L’importance de l’engagement de la Ville de Genève en matière de solidarité est d’autant plus critique qu’au niveau cantonal les objectifs fixés ne sont pas respectés. Le budget 2016 prévoyait ainsi une enveloppe de 16 millions de francs destinée à la solidarité internationale, soit environ 0,23% du budget du Canton. Un engagement qui avait déjà été écorné en 2014 lorsque le Grand Conseil avait décidé de réduire sa contribution à la FGC de 3 millions de francs à 2,5 millions. Certes le montant dont a été privé la FGC est resté à disposition du Service de la solidarité internationale, mais ce dernier ne l’a pas utilisé.

Au niveau national, la situation n’est guère plus encourageante. Après avoir diminué le budget dédié à la coopération de 150 millions de francs en 2016, le Parlement risque de renouveler ce geste cette année, avec cette fois une réduction prévue d’un montant de 190 millions de francs. La dynamique est si mauvaise que les dépenses liées à la solidarité semblent avoir plafonné en 2015, et que les dernières coupes budgétaires ne présagent pas d’amélioration prochaine. La solidarité internationale semble être de plus en plus délaissée au niveau fédéral.

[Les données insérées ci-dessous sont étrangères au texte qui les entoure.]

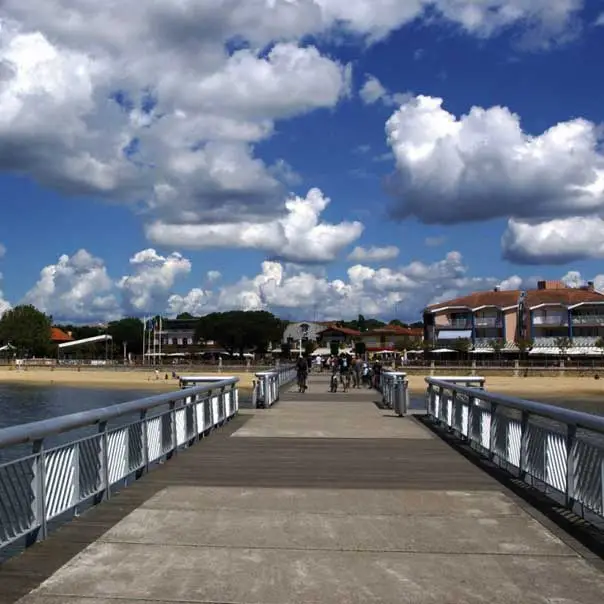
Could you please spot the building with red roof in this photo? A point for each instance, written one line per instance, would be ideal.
(545, 316)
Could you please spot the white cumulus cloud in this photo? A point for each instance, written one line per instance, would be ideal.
(76, 287)
(299, 236)
(152, 101)
(79, 288)
(554, 241)
(482, 165)
(374, 253)
(153, 278)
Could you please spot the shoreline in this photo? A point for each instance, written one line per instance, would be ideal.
(536, 388)
(112, 380)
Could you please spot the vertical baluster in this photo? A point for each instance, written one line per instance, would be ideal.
(571, 436)
(104, 462)
(76, 495)
(38, 487)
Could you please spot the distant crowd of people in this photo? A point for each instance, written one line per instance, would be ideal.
(347, 371)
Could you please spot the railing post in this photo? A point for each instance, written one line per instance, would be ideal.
(493, 431)
(571, 435)
(173, 434)
(524, 444)
(145, 440)
(470, 424)
(194, 404)
(104, 455)
(75, 477)
(38, 489)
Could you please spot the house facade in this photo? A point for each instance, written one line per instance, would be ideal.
(302, 330)
(177, 335)
(392, 337)
(545, 316)
(343, 336)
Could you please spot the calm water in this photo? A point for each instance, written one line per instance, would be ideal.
(21, 404)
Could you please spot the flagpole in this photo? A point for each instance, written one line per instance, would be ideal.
(160, 338)
(144, 337)
(153, 340)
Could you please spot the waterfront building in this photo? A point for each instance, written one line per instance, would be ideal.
(392, 337)
(307, 331)
(177, 336)
(546, 316)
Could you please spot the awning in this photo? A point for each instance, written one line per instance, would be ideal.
(464, 334)
(552, 351)
(586, 350)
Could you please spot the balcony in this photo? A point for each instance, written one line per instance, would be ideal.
(488, 322)
(551, 321)
(457, 324)
(595, 320)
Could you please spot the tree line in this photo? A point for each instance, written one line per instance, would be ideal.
(28, 331)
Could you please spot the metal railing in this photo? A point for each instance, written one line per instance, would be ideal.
(555, 320)
(47, 482)
(554, 449)
(488, 322)
(394, 387)
(269, 383)
(588, 319)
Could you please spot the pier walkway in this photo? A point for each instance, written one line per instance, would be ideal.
(323, 498)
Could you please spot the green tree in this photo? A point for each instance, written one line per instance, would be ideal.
(497, 345)
(127, 331)
(239, 330)
(309, 347)
(563, 343)
(79, 332)
(28, 329)
(462, 345)
(406, 343)
(524, 345)
(286, 350)
(360, 348)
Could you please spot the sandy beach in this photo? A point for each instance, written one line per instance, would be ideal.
(534, 387)
(103, 378)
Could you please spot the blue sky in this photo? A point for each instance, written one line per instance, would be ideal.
(330, 135)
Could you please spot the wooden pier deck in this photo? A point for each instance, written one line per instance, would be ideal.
(324, 499)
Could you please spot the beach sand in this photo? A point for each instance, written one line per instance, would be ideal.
(107, 378)
(533, 386)
(577, 392)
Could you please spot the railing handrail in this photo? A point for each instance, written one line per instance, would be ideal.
(34, 431)
(580, 419)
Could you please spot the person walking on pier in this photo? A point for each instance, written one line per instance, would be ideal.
(302, 373)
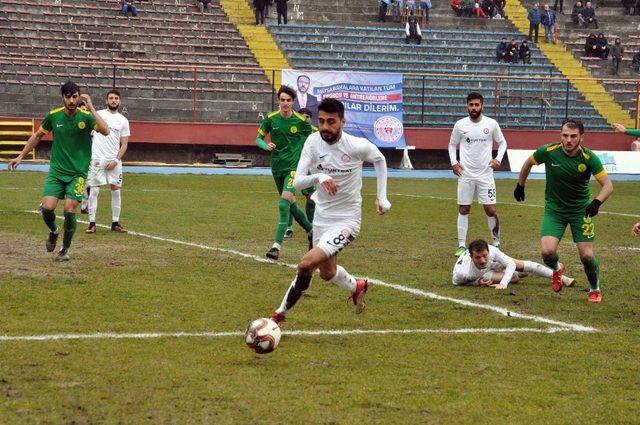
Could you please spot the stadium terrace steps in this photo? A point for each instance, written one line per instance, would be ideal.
(155, 58)
(580, 77)
(261, 43)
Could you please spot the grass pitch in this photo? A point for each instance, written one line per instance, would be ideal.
(133, 284)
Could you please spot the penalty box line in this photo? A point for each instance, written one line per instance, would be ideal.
(325, 332)
(414, 291)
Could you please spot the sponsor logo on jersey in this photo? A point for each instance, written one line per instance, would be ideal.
(388, 129)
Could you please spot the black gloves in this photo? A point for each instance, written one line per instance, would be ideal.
(592, 208)
(518, 193)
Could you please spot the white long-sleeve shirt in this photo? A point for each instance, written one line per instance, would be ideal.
(476, 145)
(342, 162)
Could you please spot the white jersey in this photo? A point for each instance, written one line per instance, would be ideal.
(107, 147)
(465, 271)
(341, 161)
(476, 144)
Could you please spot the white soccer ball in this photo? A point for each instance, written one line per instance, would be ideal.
(262, 335)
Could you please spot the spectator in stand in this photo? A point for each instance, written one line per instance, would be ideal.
(602, 46)
(534, 17)
(555, 6)
(591, 46)
(129, 6)
(382, 10)
(616, 55)
(425, 5)
(524, 53)
(548, 20)
(456, 5)
(629, 6)
(635, 62)
(502, 50)
(203, 5)
(396, 9)
(512, 51)
(577, 15)
(589, 15)
(412, 29)
(281, 9)
(259, 7)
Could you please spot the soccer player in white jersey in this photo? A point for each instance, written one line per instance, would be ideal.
(331, 160)
(475, 135)
(485, 265)
(106, 162)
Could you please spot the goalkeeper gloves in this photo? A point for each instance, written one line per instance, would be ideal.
(518, 193)
(592, 208)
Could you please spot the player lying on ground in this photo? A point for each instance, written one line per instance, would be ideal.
(70, 156)
(332, 161)
(567, 201)
(485, 265)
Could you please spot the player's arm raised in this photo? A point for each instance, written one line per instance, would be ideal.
(103, 128)
(31, 144)
(454, 141)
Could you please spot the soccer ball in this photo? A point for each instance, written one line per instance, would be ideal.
(262, 335)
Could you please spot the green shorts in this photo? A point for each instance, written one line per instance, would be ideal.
(554, 224)
(67, 187)
(284, 181)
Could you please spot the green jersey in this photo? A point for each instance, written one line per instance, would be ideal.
(289, 135)
(567, 188)
(71, 149)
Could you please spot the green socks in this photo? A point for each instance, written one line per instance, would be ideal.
(70, 225)
(592, 270)
(49, 217)
(551, 261)
(310, 209)
(297, 213)
(283, 206)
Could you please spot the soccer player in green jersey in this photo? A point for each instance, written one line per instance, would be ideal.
(288, 130)
(70, 157)
(569, 167)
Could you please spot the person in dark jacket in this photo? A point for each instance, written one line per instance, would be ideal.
(577, 15)
(602, 46)
(501, 50)
(589, 15)
(259, 6)
(591, 46)
(534, 17)
(524, 53)
(281, 9)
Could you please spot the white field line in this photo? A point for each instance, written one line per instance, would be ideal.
(413, 291)
(154, 335)
(440, 198)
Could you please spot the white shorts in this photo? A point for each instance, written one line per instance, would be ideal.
(333, 239)
(464, 273)
(99, 175)
(485, 188)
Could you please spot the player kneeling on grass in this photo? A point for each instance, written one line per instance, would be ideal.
(70, 156)
(485, 265)
(106, 163)
(332, 161)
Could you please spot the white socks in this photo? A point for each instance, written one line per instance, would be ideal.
(344, 280)
(116, 202)
(93, 203)
(494, 229)
(463, 226)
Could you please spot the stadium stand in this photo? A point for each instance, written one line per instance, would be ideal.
(156, 59)
(461, 48)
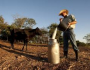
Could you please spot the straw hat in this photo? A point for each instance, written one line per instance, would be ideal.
(64, 10)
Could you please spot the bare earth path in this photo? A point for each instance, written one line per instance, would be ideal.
(36, 58)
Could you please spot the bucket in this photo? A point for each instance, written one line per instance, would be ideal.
(62, 26)
(53, 51)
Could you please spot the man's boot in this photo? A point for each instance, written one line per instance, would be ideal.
(65, 54)
(76, 53)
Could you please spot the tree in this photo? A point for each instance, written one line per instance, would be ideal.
(87, 37)
(51, 30)
(3, 24)
(24, 23)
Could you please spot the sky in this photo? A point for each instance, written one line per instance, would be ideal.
(45, 12)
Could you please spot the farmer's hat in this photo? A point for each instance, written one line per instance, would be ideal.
(64, 10)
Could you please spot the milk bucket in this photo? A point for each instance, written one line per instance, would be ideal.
(53, 51)
(62, 26)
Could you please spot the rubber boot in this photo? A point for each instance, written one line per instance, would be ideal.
(65, 54)
(76, 53)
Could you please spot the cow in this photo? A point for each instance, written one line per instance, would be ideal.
(24, 35)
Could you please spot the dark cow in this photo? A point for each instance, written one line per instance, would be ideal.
(24, 35)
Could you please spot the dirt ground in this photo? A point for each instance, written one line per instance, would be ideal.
(36, 58)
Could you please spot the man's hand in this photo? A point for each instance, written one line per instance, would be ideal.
(69, 24)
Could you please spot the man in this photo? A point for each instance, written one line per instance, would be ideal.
(69, 33)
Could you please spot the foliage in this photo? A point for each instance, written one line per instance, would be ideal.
(23, 23)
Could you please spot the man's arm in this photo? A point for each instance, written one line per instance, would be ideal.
(71, 23)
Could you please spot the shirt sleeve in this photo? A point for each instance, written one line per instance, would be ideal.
(73, 18)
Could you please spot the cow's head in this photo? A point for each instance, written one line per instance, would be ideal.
(38, 31)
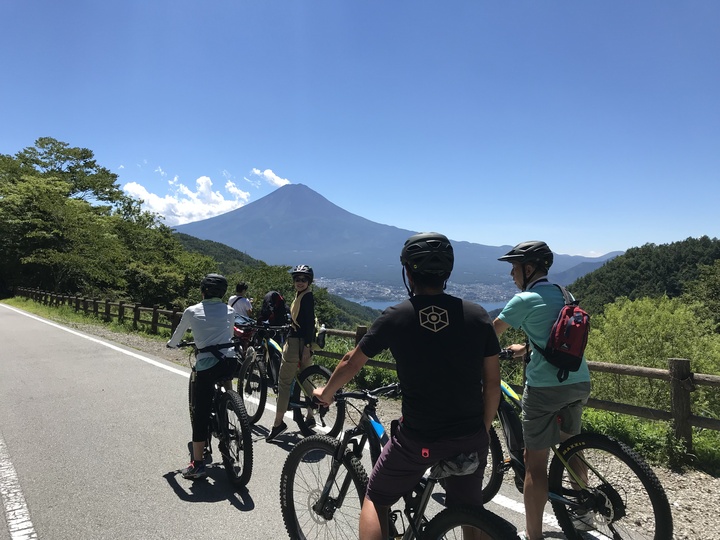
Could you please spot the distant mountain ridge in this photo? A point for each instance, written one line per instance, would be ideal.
(294, 225)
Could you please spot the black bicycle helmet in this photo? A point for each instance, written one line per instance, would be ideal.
(213, 286)
(532, 251)
(303, 270)
(428, 253)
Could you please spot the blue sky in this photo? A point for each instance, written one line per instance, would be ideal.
(594, 126)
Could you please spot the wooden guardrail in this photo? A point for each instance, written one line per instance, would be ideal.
(679, 376)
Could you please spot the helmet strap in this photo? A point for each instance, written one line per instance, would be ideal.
(409, 290)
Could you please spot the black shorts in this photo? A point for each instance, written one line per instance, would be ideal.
(404, 460)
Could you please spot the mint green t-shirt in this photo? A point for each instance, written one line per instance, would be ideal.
(534, 312)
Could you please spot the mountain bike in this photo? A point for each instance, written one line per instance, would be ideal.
(596, 483)
(260, 371)
(229, 424)
(323, 483)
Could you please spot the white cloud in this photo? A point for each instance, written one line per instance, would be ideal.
(184, 205)
(268, 176)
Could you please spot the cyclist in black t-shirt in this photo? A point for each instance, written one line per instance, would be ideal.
(446, 353)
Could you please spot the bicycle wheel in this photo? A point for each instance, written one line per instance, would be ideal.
(252, 386)
(451, 523)
(308, 470)
(494, 470)
(235, 438)
(624, 499)
(328, 419)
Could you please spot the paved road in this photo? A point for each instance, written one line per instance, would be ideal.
(92, 437)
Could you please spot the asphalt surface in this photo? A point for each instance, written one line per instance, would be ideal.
(92, 439)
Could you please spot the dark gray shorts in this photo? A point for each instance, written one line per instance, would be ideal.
(403, 462)
(549, 410)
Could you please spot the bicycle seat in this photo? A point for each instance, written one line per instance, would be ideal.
(459, 465)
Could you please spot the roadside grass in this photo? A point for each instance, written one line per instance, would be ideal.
(651, 439)
(67, 314)
(655, 442)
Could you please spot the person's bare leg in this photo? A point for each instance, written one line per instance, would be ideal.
(535, 491)
(373, 521)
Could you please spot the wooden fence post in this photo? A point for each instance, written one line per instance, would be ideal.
(175, 320)
(136, 316)
(153, 325)
(680, 387)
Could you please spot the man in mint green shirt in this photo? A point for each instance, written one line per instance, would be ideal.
(545, 400)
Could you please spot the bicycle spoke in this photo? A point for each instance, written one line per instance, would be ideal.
(623, 499)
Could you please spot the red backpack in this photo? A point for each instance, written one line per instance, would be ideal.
(568, 337)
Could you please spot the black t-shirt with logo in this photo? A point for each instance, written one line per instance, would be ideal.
(439, 343)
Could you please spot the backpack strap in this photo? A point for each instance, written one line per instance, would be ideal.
(215, 350)
(563, 374)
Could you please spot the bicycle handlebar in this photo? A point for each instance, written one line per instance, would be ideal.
(391, 390)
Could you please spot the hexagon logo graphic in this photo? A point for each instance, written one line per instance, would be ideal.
(434, 318)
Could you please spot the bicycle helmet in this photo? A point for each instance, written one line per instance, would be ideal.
(303, 270)
(532, 251)
(213, 286)
(428, 254)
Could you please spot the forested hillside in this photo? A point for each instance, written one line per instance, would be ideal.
(648, 271)
(66, 226)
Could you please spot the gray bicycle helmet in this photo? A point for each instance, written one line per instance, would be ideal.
(428, 253)
(213, 286)
(303, 270)
(532, 251)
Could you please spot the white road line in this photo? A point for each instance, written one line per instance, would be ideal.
(103, 343)
(501, 500)
(16, 510)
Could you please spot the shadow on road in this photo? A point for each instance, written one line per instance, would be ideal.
(215, 487)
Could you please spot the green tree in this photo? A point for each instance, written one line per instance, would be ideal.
(647, 332)
(647, 271)
(705, 293)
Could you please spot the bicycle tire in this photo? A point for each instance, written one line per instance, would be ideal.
(306, 471)
(626, 499)
(448, 524)
(235, 438)
(494, 470)
(329, 419)
(252, 386)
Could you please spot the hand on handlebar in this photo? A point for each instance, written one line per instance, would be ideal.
(317, 397)
(506, 354)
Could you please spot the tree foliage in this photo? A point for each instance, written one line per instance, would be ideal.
(66, 226)
(647, 332)
(648, 271)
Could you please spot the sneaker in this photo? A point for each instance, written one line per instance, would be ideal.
(274, 432)
(194, 471)
(523, 536)
(582, 520)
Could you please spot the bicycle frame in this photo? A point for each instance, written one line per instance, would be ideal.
(510, 404)
(370, 431)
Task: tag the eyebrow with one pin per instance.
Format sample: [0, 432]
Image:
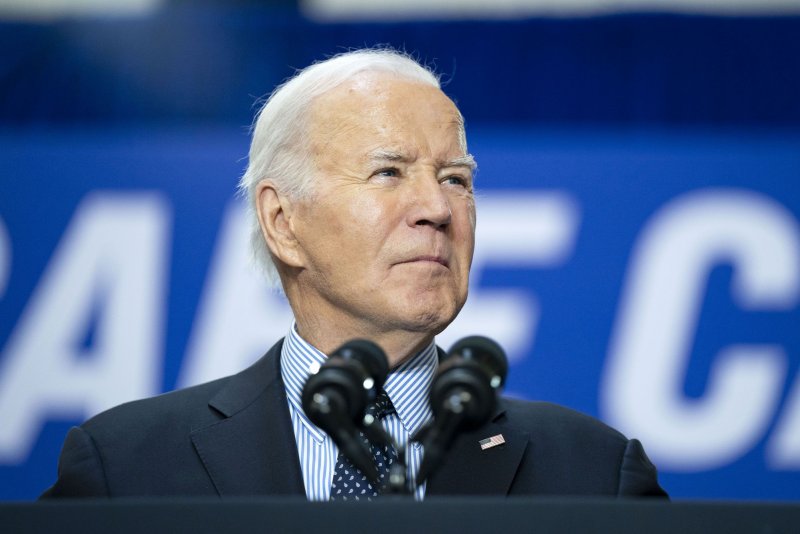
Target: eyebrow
[467, 160]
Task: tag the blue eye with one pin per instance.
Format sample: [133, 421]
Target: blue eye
[389, 171]
[456, 180]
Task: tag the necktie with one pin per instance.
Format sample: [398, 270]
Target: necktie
[349, 483]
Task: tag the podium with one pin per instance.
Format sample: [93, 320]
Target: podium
[462, 515]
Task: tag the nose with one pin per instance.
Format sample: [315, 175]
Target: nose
[430, 205]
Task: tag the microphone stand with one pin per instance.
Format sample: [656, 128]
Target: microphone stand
[398, 484]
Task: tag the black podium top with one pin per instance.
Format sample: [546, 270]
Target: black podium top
[388, 515]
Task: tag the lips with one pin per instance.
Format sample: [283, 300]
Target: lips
[431, 259]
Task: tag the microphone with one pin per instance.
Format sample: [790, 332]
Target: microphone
[463, 396]
[335, 397]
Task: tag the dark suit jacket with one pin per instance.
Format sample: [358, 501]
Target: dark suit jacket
[234, 436]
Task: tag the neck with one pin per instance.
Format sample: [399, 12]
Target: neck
[398, 345]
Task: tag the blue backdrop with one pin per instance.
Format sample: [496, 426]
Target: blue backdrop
[638, 236]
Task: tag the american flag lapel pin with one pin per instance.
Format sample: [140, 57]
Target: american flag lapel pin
[493, 441]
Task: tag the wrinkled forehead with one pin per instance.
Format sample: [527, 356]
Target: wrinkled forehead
[383, 102]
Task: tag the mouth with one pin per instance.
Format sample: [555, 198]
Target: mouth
[429, 259]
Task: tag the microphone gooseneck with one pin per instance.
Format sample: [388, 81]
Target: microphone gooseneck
[463, 396]
[335, 397]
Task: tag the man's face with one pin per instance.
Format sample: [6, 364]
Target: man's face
[388, 236]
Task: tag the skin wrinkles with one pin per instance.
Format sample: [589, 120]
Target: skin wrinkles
[383, 248]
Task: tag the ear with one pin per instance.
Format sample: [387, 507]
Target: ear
[275, 213]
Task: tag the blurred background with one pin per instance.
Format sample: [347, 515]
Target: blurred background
[639, 194]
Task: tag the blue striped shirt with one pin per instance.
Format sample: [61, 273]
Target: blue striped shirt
[408, 386]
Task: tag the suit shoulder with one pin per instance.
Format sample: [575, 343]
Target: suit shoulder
[553, 421]
[188, 406]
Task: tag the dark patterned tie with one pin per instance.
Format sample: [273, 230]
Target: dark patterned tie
[349, 483]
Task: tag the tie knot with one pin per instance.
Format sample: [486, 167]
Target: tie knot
[381, 406]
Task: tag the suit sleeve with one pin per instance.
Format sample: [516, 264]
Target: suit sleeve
[80, 469]
[637, 474]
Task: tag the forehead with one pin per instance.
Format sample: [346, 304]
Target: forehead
[381, 111]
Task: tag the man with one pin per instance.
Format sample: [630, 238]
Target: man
[360, 184]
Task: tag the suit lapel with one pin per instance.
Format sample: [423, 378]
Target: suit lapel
[469, 470]
[251, 451]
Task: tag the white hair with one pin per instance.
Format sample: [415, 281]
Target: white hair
[280, 147]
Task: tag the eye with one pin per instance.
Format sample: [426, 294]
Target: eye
[456, 179]
[388, 172]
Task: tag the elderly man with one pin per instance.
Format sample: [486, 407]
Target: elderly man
[361, 188]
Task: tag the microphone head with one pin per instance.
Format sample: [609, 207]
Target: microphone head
[487, 354]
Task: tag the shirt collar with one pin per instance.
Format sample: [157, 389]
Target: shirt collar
[408, 385]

Une position qui interpelle étant donné que la solidarité internationale ne coûte paradoxalement pas grand-chose. Des sommes modestes permettent de financer des projets avec des impacts locaux incontestables. De plus, selon une étude de l’Université de Neuchâtel et de l’IHEID, chaque franc investi dans l’aide publique au développement rapportait 1,19 francs à la Suisse en 2014 (contre 1,29 francs en 2010). En tout, ce sont ainsi 25’000 emplois qui sont liés à l’aide publique au développement en Suisse.

Et la Ville de Genève est bien placée pour capter ces revenus, elle qui accueille de nombreuses organisations internationales et organisations non gouvernementales. Elle possède également une tradition de ville solidaire vieille de plus de cinquante ans. C’était en effet en décembre 1966 que le Conseil municipal genevois, à l’initiative de Jean Ziegler, dotait le budget de 100’000 francs destinés à « l’aide aux pays en voie de développement ».

 

Un vote est un don

Ces cinquante dernières années, l’univers de la solidarité internationale a beaucoup évolué. Il s’est professionnalisé. L’obtention de fonds est un processus de plus en plus encadré et chronophage. Les ONG doivent faire face à davantage de défis avec des moyens qui s’atrophient. C’est le cas de notre organisation, Eirene Suisse. Nous sommes actifs depuis des décennies dans la solidarité internationale par échanges de personnes. Nous sommes solidement implantés dans la région des Grands Lacs en Afrique, en Haïti et en Amérique centrale. Nous envoyons chaque année une dizaine de volontaires sur le terrain à la demande de nos partenaires, des ONG locales (voir les articles de deux d’entre eux ici et ).

Il y a quelques mois, nous avons dû recourir à un appel aux dons extraordinaire. Sans cela, la survie de notre organisation et de nos projets était remise en question. Heureusement, les nombreuses contributions reçues vont nous permettre de poursuivre nos activités cette année et de financer nos volontaires sur le terrain une année de plus. Néanmoins, la pérennité des actions de notre association est mise en danger par ces coupes successives, tant au niveau national que cantonal.

C’est pourquoi nous nous opposons fermement à la coupe de 340’000 francs dans le budget de la solidarité internationale de la Ville de Genève. Elle aurait pour conséquence l’abandon de projets peu onéreux qui permettent de changer la vie de nombreuses personnes. Elle affaiblirait encore davantage la santé d’ONG dont la présence est bénéfique pour l’économie suisse et genevoise. Cette inclinaison vers la solidarité internationale distingue Genève de nombreuses autres villes prospères. Pour autant, c’est un trait distinctif qui tend à s’estomper, rendant la cité moins exceptionnelle, plus anonyme. Soutenez-nous ! Pour une fois nous ne faisons pas appel à votre porte-monnaie pour tenter d’inverser la tendance. Votre vote nous suffira.